E questo è un limite, poiché il riso esiste.
Scrivere - Non è
nulla in sé, non è un atto produttivo: è come parlare, le parole scritte non
sono meno volatili di quelle dette. Si “scrive”, si è “scritto”, quando si
viene letti, quando si è stabilito un contatto con altra memoria. Lo scrittore
è altrimenti un conversatore – brillante, incontenibile, noioso, fluviale, che
sia. Per quanto amabile possa essere. E poi c’è il famoso Didimo di Alessandria.
Uno che ha scritto 3.500 opere senza lasciare nulla. Forse pseudonimo – o eponimo,
per dire dell’inesistenza della scrittura in sé: Didimo avrebbe “scritto” un’opera al giorno
per dieci anni, oppure una ogni tre giorni per trent’anni, una ogni sei per sessant’anni,
e nulla ne è rimasto. A parte il soprannome, “Calcentero”, stomaco di ferro –
di bronzo a essere precisi.
Storia – Prende sempre più piede nella narrazione,
anche al di fuori del “romanzo storico” – la metanarrativa.
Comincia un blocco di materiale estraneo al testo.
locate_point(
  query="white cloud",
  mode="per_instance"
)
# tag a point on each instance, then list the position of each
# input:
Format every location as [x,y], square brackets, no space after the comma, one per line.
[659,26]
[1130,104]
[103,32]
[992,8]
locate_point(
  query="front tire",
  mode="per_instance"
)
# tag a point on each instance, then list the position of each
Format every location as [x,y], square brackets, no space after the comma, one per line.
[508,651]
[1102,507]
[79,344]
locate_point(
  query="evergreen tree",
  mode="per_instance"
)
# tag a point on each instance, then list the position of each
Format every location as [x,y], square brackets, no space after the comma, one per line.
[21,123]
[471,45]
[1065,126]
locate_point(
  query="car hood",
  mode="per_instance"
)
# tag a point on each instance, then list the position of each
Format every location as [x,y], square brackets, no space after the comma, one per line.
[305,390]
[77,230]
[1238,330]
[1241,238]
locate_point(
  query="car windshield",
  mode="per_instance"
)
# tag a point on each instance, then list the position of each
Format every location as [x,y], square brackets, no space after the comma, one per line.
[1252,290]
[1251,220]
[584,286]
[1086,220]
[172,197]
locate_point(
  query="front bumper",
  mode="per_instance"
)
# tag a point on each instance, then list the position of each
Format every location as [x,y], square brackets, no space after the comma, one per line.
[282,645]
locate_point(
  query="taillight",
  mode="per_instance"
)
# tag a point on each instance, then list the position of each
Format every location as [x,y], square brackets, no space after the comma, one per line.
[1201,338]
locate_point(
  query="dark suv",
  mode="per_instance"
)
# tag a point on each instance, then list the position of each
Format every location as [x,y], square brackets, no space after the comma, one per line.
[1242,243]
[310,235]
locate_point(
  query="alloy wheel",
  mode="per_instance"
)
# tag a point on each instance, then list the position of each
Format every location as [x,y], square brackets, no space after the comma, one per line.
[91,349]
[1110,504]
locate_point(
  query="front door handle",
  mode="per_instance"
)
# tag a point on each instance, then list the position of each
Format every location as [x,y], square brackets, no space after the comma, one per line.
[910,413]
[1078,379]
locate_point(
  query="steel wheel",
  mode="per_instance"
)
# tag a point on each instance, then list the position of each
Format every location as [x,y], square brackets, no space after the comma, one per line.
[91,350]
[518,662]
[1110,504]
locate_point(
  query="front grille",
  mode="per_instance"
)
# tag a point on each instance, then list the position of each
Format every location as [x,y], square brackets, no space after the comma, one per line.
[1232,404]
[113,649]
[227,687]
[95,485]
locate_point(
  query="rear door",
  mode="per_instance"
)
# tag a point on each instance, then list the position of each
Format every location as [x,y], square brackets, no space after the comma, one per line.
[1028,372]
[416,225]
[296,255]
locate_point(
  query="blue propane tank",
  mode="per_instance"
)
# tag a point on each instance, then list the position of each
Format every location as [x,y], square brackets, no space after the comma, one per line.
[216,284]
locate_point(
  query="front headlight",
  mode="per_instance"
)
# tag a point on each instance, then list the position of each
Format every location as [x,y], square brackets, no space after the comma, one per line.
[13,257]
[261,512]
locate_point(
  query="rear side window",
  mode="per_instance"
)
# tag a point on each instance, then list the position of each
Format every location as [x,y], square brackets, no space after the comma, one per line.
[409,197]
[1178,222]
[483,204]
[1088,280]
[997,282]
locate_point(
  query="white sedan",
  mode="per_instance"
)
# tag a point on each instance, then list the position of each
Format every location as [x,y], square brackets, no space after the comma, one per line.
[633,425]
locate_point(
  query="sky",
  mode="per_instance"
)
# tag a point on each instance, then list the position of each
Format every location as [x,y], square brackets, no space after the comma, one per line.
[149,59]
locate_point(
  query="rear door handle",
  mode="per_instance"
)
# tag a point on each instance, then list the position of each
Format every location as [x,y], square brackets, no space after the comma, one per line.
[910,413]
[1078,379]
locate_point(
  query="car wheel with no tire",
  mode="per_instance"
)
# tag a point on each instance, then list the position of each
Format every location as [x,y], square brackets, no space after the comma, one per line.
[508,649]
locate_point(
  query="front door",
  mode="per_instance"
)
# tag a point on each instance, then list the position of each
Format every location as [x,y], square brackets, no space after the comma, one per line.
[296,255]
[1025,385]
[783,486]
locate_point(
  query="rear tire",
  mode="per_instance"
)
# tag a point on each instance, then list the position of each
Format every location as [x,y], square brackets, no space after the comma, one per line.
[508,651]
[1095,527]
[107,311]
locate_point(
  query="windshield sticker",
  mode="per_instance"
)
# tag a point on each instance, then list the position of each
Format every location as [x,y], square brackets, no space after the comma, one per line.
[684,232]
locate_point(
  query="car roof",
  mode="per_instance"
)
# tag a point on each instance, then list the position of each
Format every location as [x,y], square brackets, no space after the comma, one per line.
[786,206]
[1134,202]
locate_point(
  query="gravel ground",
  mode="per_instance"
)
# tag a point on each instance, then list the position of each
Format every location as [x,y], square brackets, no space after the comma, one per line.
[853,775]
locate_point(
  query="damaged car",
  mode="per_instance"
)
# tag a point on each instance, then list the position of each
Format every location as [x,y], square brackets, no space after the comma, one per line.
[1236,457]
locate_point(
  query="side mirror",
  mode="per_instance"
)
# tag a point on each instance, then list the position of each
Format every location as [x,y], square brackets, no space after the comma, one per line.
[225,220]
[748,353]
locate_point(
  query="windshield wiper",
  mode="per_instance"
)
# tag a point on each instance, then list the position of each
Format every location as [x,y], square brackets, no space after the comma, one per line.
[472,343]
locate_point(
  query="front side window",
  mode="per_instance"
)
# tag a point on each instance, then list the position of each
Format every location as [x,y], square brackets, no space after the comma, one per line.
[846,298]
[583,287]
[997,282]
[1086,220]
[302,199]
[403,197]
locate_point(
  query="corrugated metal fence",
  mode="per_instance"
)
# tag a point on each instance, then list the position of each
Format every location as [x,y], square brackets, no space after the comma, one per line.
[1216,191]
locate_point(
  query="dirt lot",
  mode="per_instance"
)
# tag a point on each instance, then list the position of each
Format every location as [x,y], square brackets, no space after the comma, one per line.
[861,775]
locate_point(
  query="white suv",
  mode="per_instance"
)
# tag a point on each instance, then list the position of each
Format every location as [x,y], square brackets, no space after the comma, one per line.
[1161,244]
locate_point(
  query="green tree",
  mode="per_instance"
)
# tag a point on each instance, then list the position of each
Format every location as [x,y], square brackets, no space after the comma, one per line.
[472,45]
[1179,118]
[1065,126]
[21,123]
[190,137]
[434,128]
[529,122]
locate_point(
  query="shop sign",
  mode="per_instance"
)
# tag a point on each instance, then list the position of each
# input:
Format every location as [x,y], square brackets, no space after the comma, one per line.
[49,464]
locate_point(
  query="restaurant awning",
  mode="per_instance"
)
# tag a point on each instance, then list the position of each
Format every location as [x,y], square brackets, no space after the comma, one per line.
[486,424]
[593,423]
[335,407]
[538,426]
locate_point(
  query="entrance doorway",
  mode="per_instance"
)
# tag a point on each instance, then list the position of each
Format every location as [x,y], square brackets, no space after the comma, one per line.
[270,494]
Nel senso di dessous della narrativa. E nel senso di
Lyotard, specie ora che altre letture (media, rete) sono disinformative: della
storia come verità, o “tutto” di una certa cosa, su basi razionali. A uso del
potere, ma anche della giustizia, della conoscenza, della saggezza.
La
narrazione per la narrazione che U. Eco ha popolarizzato (“Il nome”, “Il
pendolo”), e di cui il postmoderno generazionale (Baricco e le scuole di
scrittura – le “nuove leve”) si è appropriato, di una storia che non è storia,
una geografia che è nessun luogo, nomi che non sono persone, neanche per
approssimazione, è un gioco gratuito che non lascia memoria, e può anche
dispiacere nel suo stesso srotolarsi come meccanismo, dopo la prima sorpresa.
Le
storie nella storia aggiungono e non spiegano. Non fanno da contrappeso, a
un’inferenza, a un parere, a un detto o regesto
Né operano algebricamente – un positivo, per esempio, dalla somma di due
negativi. Aggiungono indeterminatezza a indeterminatezza.
Sono
dunque inutili? Non più del procedimento narrativo classico, della storia con
un impianto, un principio, un filo e una fine.
Tradizione – Vive in
quanto pregnante – nuovamente, sempre. Si fa valere come un ritorno al passato,
una forma del buon ricordo. E in una sorta d’immutabilità. Mentre è solo viva
in quanto muove e commuove oggi, rinnovata, come estratto o rilettura. In forme
e con sensi che la rivitalizzino e la impregnino.
Non c’è la
tradizione, naturalmente, nel mentre che si fa. È una resurrezione, anche se
non di un cadavere: di una morte apparente.